La cybercriminalité était en effet à l'origine le fait de groupes puissants disposant d'importantes compétences techniques. Désormais, on peut trouver sur la toile des modes d'emploi de la cybercriminalité c'est-à-dire notamment des informations sur les méthodes permettant de s'introduire sur les sites en contournant les verrouillages ou d'inoculer des virus.

Europol considère cette menace comme particulièrement sérieuse. Cette « popularisation », en cassant les barrières à l'entrée du marché de la cybercriminalité, peut donner au piratage une dimension qu'il sera très difficile de juguler.

La seconde menace, identifiée par Europol, concerne les objets connectés. L'agence européenne s'attend à une vague de « cybermeurtres » via le piratage d'objets tels que notamment les pacemakers dont le niveau des impulsions peut être modifié. Ce piratage peut aussi concerner les pompes à insuline ou les défibrillateurs par exemple. Autre possibilité de cybercriminalité par le biais d'objets connectés : les véhicules connectés ou autonomes qui peuvent être transformés en armes létales s'ils venaient à être piratés. Dans son rapport, Europol souligne que « l'Internet des objets représente un nouveau vecteur d'attaque et tous ceux que nous considérons comme criminels travaillent pour l'exploiter. »

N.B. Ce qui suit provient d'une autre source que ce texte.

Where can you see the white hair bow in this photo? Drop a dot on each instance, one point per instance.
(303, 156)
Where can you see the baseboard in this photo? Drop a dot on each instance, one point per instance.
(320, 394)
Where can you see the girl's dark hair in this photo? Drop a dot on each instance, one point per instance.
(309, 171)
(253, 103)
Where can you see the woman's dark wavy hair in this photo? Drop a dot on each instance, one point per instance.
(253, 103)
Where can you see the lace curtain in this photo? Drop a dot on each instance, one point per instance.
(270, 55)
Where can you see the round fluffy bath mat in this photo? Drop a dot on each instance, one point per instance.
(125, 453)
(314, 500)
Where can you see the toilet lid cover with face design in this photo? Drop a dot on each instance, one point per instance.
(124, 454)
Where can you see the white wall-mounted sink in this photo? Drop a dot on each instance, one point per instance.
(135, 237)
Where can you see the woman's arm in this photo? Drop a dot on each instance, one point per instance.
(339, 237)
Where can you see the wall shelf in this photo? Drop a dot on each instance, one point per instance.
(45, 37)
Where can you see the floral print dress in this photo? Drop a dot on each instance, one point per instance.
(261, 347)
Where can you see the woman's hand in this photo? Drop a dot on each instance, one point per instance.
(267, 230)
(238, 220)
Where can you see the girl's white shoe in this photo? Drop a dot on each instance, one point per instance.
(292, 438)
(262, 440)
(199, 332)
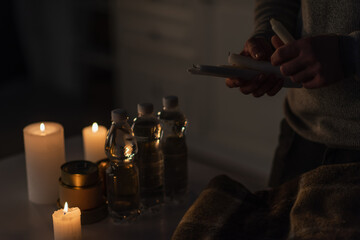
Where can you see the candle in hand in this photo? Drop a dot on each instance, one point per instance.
(44, 154)
(94, 142)
(67, 223)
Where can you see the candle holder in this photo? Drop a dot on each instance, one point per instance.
(102, 165)
(80, 186)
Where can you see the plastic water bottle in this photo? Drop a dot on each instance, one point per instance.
(149, 159)
(173, 145)
(122, 175)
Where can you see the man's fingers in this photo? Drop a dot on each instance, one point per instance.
(276, 88)
(276, 42)
(284, 54)
(303, 76)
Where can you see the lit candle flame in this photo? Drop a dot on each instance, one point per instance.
(42, 127)
(95, 127)
(66, 208)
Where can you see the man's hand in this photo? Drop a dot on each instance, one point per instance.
(259, 49)
(313, 61)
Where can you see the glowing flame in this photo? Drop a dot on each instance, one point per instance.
(66, 208)
(42, 127)
(95, 127)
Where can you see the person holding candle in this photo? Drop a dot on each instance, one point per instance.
(321, 123)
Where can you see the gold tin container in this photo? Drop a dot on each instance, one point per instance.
(80, 186)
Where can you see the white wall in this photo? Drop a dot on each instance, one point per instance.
(226, 128)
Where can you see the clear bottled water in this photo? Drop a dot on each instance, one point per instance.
(122, 175)
(173, 145)
(149, 158)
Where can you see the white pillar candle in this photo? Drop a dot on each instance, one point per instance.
(67, 223)
(44, 154)
(94, 142)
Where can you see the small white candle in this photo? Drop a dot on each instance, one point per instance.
(44, 154)
(67, 223)
(281, 31)
(94, 142)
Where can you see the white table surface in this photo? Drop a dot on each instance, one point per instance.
(20, 219)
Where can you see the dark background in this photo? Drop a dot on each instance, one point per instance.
(56, 65)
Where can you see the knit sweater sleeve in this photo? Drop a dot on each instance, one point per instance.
(285, 11)
(349, 46)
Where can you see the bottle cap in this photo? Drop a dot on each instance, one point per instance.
(170, 101)
(145, 108)
(118, 115)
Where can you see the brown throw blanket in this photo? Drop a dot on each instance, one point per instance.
(321, 204)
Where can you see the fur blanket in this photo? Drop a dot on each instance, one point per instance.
(321, 204)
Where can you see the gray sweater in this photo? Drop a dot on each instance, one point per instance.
(328, 115)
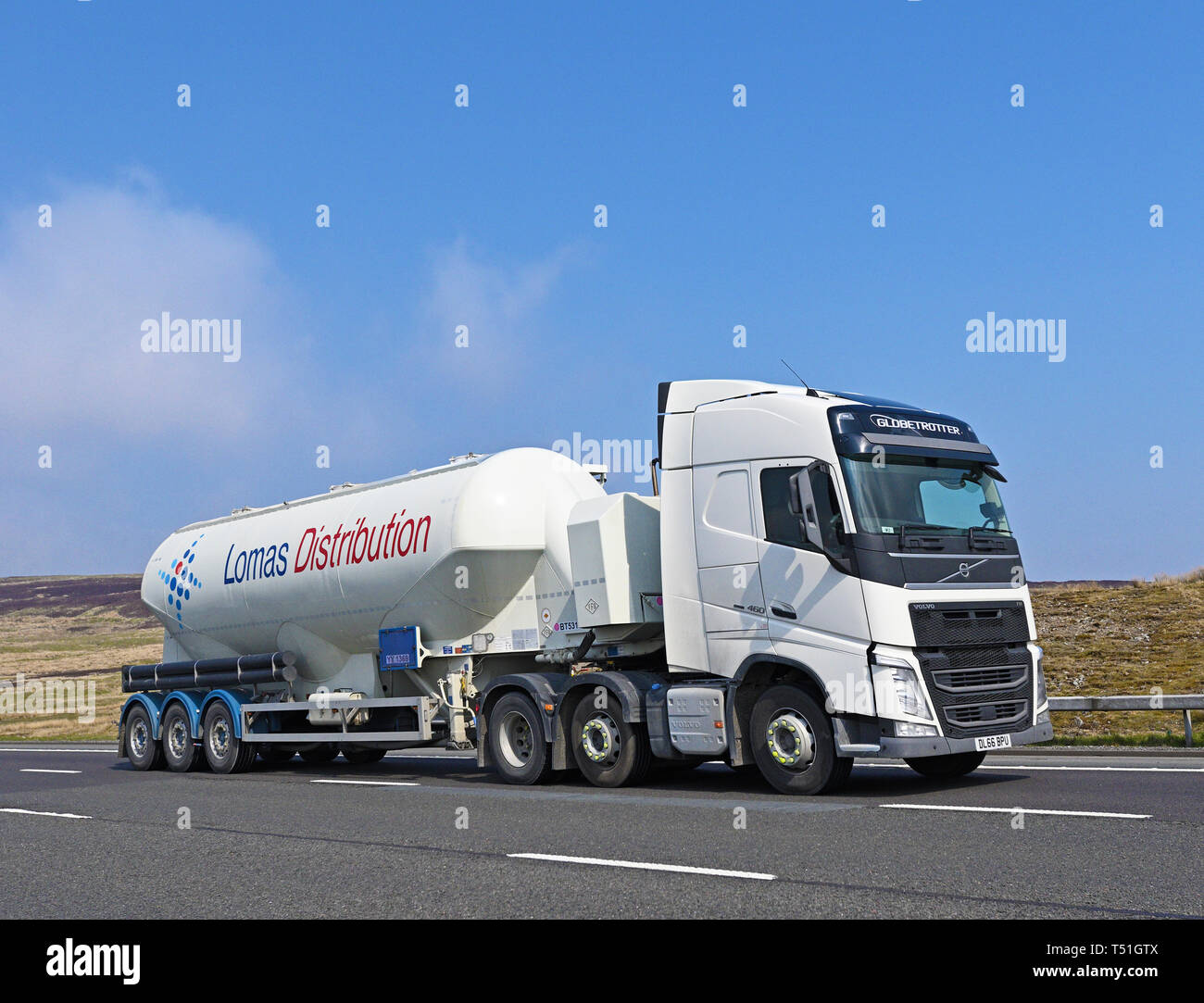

Enfin, Europol constate ce qu'il appelle la montée en puissance de l'« Internet caché ». Cet « Internet caché » fournit des solutions d'anonymisation et de chiffrement. Il est un lieu de trafics illégaux comme les drogues, les médicaments, les armes mais aussi les documents d'identité ou les contenus pédopornographiques. Les sites de l'« Internet caché » sont aussi des lieux où peuvent s'échanger des informations sur les « exploits de piratage » ou les failles des objets connectés.

Europol estime que le droit européen doit très rapidement s'adapter aux évolutions des menaces de la cybercriminalité. Il relève que la grande majorité des sites ou des hébergeurs sont installés en dehors du territoire de l'Union européenne, le plus souvent dans des pays qui ne disposent pas des outils juridiques permettant une lutte efficace.